Remender does a great job with the writing here. His two best areas are the scene between Alex and Cyclops and the exchange between Scarlet Witch and Rogue. Remender nails each character perfectly. I loved seeing Scarlet Witch finally stand up for herself and call the mutants out on their hypocrisy. Certain elements still don’t work. Cyclops attitude of “I did what I had to” doesn’t gel with who he is nor the idea of how the Phoenix can corrupt you. I also don’t think it’s realistic to have Captain America attempt to start a group like this so soon after the events of AvX. None of this is Remender’s fault, though, and he does a great job working within some difficult constraints.

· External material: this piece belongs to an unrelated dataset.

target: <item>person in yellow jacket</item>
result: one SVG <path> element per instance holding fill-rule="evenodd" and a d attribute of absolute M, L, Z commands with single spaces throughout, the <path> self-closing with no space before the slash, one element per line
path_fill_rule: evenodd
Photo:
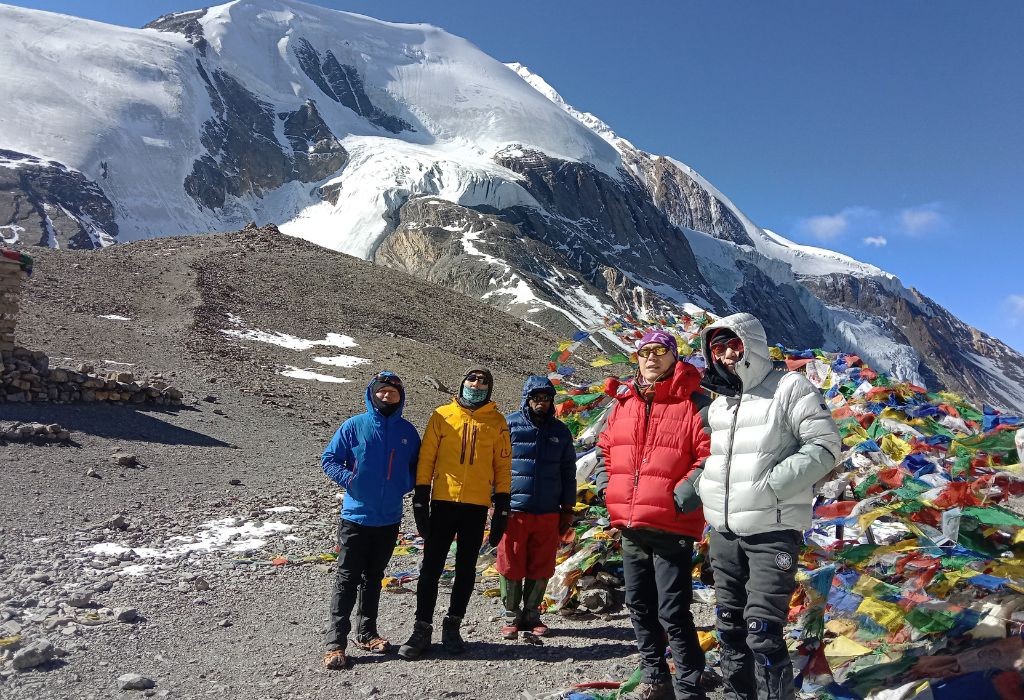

John Cassaday’s art is not as powerful as Remender’s writing. The art isn’t bad, but it is very uneven. Wolverine looks awful, like Cassaday was attempting to draw the movie version of Logan but couldn’t quite get it to work. As the issue goes on, the art gets better, the action sequences are top notch, as is the Scarlet Witch/Rogue bit. Some of the panel work is great, others just don’t make the cut. Alex and Cyclops is a good example. Cyclops looks solid and well drawn, his brother looks gaunt and with a weird head.

While hurting from inconsistent art, Uncanny Avengers is the first good thing to come out of Avengers vs. X-Men.